Your friends just don't know any better. SE-R's are in the 13's with the very bottom shelf T25 setup. A local 200SX just got a 12.98 on his T25 before upgrading to a T28.


----------



## javierb14 (Jul 9, 2002)

there are handfull that run 10's or 9's though :hal:


----------



## 200sxOuTKasT (Feb 24, 2003)

Its kind of sad that there isnt a single site or even a video of a quick SE-R. Even showing a timeslip isnt enough if you can't see the car do it, its half the fun. Otherwise we'd all be satisfied with the quarter mile times you can find at the back of Car & Driver.


----------



## 200SE (Dec 18, 2002)

Head over to sr20deforum.com and do a search for se-r videos. I ran a really quick search and found a couple.

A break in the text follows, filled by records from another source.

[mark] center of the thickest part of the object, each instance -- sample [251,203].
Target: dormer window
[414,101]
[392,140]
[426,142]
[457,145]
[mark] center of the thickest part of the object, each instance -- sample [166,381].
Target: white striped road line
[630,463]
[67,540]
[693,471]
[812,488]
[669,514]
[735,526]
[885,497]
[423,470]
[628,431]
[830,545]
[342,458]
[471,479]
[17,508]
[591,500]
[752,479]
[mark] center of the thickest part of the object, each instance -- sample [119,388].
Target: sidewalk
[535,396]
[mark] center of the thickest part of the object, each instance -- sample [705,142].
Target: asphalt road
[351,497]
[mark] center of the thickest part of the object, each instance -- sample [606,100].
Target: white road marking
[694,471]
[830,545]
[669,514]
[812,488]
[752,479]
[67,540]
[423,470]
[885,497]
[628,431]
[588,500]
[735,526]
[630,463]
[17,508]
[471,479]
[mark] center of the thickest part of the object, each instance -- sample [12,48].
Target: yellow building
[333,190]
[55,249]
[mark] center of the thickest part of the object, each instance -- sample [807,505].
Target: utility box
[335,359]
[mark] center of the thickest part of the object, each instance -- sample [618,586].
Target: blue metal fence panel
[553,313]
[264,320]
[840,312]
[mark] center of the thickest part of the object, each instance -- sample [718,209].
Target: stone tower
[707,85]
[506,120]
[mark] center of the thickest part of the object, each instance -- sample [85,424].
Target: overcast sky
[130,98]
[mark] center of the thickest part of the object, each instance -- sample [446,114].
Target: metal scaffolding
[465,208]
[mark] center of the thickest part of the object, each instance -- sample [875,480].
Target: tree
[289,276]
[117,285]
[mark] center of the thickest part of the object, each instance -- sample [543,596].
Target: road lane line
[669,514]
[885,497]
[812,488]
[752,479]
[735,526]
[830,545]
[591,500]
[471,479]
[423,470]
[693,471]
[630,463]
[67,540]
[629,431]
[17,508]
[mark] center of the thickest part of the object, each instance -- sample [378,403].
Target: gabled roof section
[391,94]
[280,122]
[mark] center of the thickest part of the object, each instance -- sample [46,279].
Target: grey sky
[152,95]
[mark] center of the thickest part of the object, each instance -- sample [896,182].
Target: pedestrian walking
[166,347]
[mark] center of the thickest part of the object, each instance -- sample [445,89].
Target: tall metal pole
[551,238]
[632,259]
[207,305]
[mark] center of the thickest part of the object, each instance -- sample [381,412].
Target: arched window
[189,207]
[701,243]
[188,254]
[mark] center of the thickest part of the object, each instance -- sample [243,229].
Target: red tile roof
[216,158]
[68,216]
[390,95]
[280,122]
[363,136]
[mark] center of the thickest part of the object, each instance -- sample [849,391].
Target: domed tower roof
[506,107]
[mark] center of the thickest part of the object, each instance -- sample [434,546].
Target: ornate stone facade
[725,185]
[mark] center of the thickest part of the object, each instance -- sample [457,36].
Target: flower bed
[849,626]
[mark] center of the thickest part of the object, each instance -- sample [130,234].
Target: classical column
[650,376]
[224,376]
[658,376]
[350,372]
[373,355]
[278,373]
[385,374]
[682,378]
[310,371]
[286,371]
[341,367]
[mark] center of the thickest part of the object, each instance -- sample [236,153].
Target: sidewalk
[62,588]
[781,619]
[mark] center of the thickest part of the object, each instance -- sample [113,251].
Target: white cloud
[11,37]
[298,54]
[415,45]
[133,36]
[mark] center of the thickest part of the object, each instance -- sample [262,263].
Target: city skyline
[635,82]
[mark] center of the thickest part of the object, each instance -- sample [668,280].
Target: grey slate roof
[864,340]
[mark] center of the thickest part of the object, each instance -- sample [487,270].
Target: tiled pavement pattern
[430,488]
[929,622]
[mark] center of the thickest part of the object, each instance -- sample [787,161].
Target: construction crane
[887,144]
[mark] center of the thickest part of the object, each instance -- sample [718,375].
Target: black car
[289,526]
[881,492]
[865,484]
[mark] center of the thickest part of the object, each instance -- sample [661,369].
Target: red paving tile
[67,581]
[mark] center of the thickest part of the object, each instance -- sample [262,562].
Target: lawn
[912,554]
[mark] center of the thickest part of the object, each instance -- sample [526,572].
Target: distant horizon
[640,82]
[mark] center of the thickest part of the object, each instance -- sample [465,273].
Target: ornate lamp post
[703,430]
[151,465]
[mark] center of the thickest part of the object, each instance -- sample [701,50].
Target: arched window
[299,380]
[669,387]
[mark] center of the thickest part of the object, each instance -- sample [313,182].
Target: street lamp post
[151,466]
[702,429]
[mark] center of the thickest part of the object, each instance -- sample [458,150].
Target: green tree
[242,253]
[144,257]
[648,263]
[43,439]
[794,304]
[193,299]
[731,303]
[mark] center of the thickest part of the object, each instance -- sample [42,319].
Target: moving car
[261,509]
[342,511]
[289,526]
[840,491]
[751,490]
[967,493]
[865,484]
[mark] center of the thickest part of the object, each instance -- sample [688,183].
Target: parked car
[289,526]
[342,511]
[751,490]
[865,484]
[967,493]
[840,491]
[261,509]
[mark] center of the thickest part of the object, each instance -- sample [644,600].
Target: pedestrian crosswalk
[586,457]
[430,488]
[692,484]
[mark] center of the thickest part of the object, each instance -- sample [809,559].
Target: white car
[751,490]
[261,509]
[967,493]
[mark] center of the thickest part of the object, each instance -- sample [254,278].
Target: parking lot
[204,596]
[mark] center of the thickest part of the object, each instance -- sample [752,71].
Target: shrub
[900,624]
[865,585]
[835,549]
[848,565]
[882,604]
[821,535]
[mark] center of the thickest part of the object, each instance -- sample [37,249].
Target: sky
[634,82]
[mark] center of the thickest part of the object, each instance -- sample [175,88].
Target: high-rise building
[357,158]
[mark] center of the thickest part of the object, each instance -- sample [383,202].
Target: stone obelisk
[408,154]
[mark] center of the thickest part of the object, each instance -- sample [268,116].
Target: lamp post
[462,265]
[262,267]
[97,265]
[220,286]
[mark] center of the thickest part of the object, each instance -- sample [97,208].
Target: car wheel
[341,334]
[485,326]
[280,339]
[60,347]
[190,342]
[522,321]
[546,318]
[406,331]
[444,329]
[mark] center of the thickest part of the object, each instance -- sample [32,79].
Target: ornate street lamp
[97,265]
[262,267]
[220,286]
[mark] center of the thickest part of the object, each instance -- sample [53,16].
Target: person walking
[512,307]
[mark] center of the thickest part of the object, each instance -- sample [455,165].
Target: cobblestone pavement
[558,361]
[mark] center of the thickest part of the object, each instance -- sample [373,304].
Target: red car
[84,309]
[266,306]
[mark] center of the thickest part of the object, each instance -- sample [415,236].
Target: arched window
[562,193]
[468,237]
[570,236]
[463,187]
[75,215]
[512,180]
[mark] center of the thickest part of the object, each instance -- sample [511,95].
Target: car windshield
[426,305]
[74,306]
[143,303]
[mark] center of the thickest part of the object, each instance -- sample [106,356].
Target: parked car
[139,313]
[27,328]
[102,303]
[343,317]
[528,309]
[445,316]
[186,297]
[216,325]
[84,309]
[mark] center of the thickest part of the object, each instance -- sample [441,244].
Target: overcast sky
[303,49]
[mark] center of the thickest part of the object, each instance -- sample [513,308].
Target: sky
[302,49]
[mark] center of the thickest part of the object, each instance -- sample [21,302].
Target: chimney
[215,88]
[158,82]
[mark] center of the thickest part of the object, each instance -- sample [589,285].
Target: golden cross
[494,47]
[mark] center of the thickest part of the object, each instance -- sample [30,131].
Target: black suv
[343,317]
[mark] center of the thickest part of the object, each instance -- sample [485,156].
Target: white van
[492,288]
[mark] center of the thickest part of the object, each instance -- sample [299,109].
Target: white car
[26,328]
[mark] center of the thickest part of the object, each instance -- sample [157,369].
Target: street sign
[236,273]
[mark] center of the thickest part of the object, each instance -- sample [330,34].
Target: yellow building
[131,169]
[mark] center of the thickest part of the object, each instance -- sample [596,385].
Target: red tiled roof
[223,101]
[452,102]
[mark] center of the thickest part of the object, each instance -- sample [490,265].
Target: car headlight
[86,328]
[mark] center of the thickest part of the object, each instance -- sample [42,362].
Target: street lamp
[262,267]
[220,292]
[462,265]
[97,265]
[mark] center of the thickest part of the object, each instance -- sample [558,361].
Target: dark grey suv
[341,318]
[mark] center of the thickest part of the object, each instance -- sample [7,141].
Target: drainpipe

http://www.sr20forum.com/search.php?searchid=162488


----------



## green se-r (Mar 27, 2003)

check this one out http://www.svtperformance.com/forums/showthread.php?s=&threadid=20025 a 91 se-r smoking a 542 rwhp musting cobra


----------



## nissan1995 (Mar 30, 2003)

www.se-r.net there a guy running 11's in has b14 200sx


----------



## 200SE (Dec 18, 2002)

green se-r said:


> check this one out http://www.svtperformance.com/forums/showthread.php?s=&threadid=20025 a 91 se-r smoking a 542 rwhp musting cobra


The video on that link isn't working. Does anyone know where to find a working video of that race?


----------



## psuLemon (Apr 23, 2003)

if you calculate times, mike and wes with their ga16det's are running low 12's or lower


----------



## turbo91ser (Apr 30, 2002)

*He you go.*

There should be a video on www.sr20forum.com 

I think it was the car from Insane Motorsports or something similar to that. Good luck in your search. :thumbup:


----------